Unisex World View

May 27, 1994|By ELLEN GOODMAN

BOSTON — A T-shirt on campus compares The Citadel cadets to the spotted owls. It calls them both ''Endangered Species.'' A button worn in the visitors' gallery of the courtroom makes its own point. It reads: ''Save the Males.''

The Citadel -- along with the Virginia Military Institute -- is literally the last bastion of the all-male public military colleges. It's a bastion under siege by a young woman named Shannon Faulkner, who wants to join the cadet corps and thinks she has the Constitution on her side.

In the past weeks, a curious spectacle has unfolded in the Charleston, S.C., court. A spectacle of The Citadel men defining themselves as victims of change. A spectacle of lawyers for a traditional college using -- or abusing -- feminist arguments to defend their all-male turf. A spectacle of men waving the flag of institutional diversity to justify denying access to women.

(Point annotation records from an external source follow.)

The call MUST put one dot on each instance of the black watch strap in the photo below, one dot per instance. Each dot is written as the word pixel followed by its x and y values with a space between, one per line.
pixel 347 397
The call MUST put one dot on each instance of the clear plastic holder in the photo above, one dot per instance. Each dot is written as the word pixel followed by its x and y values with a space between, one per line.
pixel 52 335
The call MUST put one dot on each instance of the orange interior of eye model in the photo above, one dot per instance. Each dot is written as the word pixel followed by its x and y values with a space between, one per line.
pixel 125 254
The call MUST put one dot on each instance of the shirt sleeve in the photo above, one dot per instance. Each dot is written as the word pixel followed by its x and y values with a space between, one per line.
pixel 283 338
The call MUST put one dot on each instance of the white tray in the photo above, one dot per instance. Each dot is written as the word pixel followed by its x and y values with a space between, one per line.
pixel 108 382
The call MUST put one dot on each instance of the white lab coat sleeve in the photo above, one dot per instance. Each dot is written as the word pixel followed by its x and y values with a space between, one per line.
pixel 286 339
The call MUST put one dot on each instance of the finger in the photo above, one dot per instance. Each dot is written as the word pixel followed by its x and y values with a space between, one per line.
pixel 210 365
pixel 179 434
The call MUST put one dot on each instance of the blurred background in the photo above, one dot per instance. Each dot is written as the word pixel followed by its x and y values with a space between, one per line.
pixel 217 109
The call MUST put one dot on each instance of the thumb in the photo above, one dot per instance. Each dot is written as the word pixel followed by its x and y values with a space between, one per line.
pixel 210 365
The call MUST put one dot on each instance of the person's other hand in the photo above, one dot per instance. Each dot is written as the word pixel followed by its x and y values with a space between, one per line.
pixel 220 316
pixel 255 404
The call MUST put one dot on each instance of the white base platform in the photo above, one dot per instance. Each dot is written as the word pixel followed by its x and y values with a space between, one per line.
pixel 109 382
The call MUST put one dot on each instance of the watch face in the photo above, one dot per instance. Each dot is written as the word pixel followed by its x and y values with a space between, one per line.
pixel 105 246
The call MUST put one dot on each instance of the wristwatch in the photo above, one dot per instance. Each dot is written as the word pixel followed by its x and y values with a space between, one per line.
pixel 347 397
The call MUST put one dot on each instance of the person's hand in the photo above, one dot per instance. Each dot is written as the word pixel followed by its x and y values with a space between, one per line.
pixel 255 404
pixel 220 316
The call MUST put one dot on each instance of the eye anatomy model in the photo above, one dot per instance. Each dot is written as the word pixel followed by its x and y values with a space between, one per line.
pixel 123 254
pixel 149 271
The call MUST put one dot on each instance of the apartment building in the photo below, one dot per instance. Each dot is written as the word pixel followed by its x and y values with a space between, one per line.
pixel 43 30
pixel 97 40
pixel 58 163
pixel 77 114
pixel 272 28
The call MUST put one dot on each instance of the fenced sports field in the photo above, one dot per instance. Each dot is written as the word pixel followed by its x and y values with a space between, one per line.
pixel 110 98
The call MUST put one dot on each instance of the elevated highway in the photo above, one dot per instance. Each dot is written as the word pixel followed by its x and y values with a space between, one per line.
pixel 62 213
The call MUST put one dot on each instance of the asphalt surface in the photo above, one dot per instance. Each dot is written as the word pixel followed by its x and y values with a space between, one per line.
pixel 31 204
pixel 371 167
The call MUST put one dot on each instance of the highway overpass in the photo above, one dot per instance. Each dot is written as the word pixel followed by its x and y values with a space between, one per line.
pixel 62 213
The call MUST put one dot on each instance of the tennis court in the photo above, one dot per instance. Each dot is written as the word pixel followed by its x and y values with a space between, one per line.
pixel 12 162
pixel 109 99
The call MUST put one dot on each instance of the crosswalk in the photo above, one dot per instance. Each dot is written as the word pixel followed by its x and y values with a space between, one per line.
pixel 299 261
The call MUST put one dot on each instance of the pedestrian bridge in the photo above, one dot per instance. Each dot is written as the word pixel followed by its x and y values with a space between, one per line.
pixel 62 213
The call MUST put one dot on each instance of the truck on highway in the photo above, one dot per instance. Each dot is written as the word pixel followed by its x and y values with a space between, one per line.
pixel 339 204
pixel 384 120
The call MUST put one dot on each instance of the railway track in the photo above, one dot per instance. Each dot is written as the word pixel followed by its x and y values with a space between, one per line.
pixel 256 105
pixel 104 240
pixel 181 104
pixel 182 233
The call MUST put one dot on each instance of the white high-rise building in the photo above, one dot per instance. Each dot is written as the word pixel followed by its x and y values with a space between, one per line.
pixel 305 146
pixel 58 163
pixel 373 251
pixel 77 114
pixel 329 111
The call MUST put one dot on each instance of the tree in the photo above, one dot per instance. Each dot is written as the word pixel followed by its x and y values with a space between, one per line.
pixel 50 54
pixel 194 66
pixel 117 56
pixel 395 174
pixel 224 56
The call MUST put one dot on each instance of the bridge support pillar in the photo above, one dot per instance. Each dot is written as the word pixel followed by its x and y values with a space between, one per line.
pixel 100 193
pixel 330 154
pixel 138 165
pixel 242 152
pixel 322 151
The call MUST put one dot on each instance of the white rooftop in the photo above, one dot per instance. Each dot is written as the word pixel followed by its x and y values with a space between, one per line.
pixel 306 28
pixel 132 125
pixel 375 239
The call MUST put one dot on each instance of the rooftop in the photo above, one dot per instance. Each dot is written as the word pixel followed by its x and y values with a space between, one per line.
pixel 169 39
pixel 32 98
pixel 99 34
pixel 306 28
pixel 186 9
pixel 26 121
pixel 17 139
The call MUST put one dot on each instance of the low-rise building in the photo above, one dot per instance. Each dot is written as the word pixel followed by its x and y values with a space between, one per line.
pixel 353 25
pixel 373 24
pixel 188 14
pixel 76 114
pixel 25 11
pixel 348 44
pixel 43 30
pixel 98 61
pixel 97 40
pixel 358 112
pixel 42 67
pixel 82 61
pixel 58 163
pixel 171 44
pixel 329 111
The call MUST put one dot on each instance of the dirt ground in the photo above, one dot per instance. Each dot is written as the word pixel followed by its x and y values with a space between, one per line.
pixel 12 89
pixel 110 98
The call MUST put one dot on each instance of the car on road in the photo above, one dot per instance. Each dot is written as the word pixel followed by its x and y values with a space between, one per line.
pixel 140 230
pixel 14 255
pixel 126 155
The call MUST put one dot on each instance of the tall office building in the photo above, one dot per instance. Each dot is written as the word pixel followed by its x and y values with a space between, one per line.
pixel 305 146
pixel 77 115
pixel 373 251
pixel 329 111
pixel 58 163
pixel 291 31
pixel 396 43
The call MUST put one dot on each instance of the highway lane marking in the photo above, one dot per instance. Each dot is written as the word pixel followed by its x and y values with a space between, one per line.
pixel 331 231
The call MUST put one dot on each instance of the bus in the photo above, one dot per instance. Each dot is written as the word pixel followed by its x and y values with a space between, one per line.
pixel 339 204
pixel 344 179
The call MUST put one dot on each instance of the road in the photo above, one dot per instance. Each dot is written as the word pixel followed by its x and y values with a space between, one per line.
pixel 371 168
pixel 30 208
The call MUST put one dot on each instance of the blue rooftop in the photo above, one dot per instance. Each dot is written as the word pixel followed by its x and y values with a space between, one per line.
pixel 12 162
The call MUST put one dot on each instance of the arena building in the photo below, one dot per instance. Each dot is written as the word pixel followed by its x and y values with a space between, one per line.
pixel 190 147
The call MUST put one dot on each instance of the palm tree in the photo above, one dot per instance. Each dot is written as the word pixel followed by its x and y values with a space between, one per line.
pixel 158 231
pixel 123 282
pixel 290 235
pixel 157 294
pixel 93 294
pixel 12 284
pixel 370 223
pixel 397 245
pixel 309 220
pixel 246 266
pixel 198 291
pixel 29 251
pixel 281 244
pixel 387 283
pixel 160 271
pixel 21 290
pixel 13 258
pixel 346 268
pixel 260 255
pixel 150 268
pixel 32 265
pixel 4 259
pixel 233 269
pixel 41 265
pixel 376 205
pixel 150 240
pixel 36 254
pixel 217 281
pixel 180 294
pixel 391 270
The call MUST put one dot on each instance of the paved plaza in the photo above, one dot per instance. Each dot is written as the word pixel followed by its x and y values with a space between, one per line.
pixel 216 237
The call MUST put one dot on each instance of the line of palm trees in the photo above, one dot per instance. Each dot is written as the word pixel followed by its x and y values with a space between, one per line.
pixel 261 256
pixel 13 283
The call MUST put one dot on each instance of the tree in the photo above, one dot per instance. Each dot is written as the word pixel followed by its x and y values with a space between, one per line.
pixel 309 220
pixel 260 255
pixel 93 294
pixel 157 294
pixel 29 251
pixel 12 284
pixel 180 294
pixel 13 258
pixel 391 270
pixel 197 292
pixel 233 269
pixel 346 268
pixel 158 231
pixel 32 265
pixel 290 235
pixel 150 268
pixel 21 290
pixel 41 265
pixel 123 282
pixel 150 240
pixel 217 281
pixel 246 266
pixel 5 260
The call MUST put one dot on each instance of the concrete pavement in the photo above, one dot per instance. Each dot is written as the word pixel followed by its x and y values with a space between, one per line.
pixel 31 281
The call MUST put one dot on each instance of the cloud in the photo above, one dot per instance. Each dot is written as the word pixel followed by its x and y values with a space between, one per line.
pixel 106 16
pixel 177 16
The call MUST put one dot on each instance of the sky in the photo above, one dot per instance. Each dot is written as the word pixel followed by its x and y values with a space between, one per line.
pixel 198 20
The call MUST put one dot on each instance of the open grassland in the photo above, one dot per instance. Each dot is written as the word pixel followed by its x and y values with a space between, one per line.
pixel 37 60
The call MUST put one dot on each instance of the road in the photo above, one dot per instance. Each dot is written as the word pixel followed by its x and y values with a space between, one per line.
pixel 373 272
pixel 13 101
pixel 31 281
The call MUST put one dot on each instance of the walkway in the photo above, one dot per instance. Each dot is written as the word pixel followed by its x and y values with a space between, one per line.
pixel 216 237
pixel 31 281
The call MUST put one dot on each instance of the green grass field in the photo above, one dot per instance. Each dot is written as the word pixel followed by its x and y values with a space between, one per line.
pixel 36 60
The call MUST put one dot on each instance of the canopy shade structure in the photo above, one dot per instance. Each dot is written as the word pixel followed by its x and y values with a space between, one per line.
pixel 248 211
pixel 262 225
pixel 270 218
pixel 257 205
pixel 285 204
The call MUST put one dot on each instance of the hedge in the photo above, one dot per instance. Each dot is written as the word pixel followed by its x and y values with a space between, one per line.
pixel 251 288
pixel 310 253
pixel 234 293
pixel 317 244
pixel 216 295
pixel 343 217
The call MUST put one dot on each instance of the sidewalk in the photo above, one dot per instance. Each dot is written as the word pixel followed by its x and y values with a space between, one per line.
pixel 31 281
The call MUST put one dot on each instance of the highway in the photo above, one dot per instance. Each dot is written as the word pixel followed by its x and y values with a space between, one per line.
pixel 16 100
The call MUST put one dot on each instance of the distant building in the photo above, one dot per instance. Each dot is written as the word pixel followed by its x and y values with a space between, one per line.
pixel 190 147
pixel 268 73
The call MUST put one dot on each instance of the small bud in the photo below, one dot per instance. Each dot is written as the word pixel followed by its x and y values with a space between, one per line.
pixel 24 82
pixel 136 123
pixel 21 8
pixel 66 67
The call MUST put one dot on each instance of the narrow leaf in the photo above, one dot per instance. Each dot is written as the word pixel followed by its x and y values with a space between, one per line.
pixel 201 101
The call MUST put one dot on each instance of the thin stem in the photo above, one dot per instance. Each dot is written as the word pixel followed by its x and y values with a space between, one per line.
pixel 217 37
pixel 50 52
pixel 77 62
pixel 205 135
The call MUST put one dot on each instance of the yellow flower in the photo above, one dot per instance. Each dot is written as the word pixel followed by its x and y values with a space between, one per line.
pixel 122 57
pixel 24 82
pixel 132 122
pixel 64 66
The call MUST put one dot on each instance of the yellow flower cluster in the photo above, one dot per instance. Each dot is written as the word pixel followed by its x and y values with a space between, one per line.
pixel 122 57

Exactly 40 years ago, the Supreme Court ruled in Brown v. Board of Education that racial segregation in the public schools was unconstitutional. Now The Citadel is arguing for separate but equal public colleges for men and women.

There is no attempt to deny that The Citadel discriminates against women, or against Shannon Faulkner, who was accepted on her record and then denied on account of her sex. Instead The Citadel lawyer challenged the premise of admitting women: ''The case is not just about The Citadel or just about Shannon Faulkner or just about higher education. It's about a unisex world view of the law of the land.''

He used the word ''unisex'' -- rather than coed or egalitarian -- deliberately. The Citadel is hanging its hopes on the belief that we have gone somehow ''beyond'' the notion that men and women are the same and should have the same education.

Indeed today, we live in an era of great attention to small differences. Scientists focus their research on male and female brains. Pop books tell us that women are from Venus and men are from Mars, that women run with wolves and men with Robert Bly.

Many women, too, have come to regard the promise of unisex institutions the way they regard unisex sizing in a catalog. It's as if we have been offered the chance to try and fit our own female shapes into the existing male molds.

Women's colleges now argue that women do much better in all-female institutions. They argue that the cutting edge of feminist change is sharpened in these encouraging environments.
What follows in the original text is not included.